Are there any thoughts on the above problem ? What can be the possible ways to move ahead ?
Here's a few tips:
- First, Endeca doesn't do natural language processing. It is very literal with the words that are entered and matched.
- By default, the MDEX limits the number of search terms to 10 by default. Meaning if you entered 11 or more terms, terms #11 and so-forth would be ignored.
- You can increase this by setting the --search_max flag (typically configured in the <dgraph-defaults> section of your appConfig.xml
- Now, you can increase this to be quite large (say 200 terms). Then, when a customer enters in their problem description, it won't ignore terms.
- Use the "Match Any" match mode. Now, this might give you a lot of search results, but that goes to my next point.
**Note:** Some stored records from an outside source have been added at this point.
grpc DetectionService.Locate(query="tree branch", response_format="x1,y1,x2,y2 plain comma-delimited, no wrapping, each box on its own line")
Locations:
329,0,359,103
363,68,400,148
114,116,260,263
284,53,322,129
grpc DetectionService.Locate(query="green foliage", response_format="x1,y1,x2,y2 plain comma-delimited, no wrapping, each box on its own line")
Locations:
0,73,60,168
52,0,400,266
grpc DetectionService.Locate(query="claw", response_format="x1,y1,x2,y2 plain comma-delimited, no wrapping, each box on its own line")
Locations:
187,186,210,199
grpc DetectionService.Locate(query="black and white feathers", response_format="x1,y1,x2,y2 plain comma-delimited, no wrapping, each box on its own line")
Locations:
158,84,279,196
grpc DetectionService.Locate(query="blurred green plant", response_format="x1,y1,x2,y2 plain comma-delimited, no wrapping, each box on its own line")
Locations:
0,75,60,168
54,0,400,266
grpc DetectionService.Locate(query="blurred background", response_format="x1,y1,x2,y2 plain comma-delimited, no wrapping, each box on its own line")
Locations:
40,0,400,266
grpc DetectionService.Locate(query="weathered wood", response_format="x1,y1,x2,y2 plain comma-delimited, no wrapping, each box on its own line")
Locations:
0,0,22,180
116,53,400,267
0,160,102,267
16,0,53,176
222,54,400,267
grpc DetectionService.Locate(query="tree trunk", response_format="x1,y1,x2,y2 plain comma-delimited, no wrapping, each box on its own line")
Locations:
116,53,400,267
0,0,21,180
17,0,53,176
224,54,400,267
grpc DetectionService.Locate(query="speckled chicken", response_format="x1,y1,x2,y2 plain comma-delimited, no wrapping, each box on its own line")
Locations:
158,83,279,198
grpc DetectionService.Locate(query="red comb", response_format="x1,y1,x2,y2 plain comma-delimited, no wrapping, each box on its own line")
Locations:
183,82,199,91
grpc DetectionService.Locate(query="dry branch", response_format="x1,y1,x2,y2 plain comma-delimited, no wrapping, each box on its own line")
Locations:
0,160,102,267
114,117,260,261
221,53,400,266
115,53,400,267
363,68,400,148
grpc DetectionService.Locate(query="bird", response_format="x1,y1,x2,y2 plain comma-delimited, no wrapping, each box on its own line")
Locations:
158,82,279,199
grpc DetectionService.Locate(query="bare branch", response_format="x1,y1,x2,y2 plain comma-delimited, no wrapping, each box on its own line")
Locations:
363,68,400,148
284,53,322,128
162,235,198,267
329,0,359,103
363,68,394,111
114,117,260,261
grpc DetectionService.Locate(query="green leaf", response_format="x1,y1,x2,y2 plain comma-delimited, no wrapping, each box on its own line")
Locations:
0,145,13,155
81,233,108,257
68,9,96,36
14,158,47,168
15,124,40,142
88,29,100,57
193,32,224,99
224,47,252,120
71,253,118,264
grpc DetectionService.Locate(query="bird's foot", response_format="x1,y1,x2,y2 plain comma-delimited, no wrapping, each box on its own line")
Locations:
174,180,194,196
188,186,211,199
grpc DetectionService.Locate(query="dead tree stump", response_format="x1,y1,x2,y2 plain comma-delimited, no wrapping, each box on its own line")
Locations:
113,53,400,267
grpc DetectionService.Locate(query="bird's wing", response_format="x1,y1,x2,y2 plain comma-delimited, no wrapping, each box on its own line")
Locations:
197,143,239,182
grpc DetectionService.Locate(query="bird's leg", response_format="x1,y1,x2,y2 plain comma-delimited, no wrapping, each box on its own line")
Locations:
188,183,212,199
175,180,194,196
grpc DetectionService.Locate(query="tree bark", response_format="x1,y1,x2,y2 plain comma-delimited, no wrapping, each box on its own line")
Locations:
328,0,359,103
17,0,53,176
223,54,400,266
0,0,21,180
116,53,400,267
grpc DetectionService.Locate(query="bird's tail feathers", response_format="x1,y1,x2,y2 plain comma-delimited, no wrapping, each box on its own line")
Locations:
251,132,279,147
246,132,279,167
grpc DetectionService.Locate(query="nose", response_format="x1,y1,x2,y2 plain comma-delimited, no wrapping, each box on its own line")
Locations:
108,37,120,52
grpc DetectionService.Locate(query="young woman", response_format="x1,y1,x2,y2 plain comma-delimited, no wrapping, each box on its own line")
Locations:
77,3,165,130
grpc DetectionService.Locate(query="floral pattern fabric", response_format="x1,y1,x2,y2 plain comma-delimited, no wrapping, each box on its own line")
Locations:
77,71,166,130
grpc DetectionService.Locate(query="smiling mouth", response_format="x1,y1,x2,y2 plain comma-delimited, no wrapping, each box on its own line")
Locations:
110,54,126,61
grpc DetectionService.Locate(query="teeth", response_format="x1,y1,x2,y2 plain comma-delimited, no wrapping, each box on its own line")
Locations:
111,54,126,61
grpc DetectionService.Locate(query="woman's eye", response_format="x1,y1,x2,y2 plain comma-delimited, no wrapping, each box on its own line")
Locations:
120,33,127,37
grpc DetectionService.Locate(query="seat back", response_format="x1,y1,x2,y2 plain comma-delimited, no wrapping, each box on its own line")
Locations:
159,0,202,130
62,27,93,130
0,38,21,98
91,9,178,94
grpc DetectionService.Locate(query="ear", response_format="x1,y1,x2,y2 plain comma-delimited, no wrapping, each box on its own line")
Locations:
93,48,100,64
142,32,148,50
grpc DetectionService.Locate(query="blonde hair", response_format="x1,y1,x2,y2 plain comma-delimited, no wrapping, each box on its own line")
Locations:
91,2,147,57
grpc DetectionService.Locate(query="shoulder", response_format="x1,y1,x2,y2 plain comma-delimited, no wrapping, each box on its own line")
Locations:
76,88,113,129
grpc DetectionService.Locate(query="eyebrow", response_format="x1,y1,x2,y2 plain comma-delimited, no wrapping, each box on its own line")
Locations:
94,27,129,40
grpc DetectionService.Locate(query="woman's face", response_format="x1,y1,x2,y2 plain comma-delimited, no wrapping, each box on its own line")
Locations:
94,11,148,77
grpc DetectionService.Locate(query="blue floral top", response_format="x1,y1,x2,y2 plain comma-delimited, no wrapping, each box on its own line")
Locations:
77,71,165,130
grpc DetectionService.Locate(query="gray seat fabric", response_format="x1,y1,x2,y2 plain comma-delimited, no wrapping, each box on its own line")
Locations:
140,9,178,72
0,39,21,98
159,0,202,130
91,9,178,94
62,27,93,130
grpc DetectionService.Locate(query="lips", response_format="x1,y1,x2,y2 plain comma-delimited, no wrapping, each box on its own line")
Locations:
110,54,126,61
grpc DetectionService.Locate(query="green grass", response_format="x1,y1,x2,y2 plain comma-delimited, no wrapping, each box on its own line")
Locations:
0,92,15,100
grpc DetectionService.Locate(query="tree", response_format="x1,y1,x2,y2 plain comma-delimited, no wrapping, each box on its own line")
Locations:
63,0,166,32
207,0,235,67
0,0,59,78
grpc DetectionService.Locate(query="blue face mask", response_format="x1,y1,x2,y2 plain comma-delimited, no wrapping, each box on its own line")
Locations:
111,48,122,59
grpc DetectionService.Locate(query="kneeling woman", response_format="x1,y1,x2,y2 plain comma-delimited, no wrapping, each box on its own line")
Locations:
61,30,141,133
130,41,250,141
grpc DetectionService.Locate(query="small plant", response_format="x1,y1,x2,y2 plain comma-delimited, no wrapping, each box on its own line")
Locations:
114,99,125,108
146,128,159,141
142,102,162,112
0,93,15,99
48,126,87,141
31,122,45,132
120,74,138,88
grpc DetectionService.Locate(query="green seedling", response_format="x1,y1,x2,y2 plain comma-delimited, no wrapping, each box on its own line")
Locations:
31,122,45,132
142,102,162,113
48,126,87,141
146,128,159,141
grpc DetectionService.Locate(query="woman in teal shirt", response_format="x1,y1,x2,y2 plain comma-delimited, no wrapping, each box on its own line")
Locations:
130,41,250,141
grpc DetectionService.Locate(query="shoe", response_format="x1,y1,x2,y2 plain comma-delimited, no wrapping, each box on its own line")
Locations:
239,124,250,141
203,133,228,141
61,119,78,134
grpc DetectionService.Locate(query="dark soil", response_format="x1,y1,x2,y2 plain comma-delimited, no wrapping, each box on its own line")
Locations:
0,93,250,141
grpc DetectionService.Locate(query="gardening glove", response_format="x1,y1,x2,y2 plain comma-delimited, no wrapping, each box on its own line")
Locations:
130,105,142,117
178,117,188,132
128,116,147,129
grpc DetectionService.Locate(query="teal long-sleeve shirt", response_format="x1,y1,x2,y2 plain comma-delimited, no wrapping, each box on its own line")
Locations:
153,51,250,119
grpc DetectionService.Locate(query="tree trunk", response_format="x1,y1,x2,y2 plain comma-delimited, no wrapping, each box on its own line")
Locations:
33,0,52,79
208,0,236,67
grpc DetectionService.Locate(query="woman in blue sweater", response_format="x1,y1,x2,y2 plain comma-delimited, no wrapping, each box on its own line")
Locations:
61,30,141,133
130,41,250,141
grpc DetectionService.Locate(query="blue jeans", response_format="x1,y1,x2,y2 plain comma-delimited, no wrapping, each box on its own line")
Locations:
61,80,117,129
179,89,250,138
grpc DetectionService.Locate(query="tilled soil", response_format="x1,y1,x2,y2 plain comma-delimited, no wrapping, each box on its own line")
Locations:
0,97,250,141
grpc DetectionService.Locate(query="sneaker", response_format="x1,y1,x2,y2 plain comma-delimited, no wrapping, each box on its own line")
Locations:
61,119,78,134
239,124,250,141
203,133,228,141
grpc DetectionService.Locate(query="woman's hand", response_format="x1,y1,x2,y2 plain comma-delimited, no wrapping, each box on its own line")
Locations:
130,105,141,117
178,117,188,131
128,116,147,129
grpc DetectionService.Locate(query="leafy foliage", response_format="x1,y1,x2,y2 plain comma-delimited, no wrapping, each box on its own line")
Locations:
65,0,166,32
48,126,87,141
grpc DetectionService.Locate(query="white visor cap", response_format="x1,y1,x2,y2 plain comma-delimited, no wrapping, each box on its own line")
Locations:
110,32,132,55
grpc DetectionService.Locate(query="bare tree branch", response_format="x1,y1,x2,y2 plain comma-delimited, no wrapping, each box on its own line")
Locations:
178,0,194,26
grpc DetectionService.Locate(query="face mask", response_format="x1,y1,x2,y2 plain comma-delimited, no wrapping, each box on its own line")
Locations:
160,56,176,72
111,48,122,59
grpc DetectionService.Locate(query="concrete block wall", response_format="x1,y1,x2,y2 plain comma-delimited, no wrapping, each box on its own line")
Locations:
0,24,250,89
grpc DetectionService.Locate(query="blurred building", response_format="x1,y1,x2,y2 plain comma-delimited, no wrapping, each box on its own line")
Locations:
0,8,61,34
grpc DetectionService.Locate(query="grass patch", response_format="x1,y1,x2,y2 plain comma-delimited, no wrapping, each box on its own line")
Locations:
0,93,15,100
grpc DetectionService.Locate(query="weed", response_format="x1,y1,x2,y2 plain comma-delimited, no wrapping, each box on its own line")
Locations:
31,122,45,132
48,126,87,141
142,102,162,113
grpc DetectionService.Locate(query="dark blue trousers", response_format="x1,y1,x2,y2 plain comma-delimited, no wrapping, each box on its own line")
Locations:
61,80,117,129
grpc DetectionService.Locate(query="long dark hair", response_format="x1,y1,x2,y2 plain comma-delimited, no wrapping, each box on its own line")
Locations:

- Use the NTerms match mode as your first relevancy ranking module. This will order the results based on the number of terms
- Make sure you have a good set of "Stop Words", like "the a and it was is of", etc.
So now what will happen is that the customer will enter their problem, and you'll submit the whole thing to the mdex. The MDEX will throw out the stop words, and then order the results based on the number of terms that matched.
Some other relevancy modules to think about:
- WFreq / Weighted Frequency. This counts the frequency of words that are more important.
- Stay away from Phrase and Exact. They'll almost certainly be too slow.
- Use a Static module based on the view count of an article, so that more popular articles will show up first.
You might also want to turn off these MDEX features:
--wb_noibrk Disables word-break insertion analysis.
--wb_norbrk Disables word-break removal analysis.
If you're going to submit big sets of search terms, those features will probably be too slow.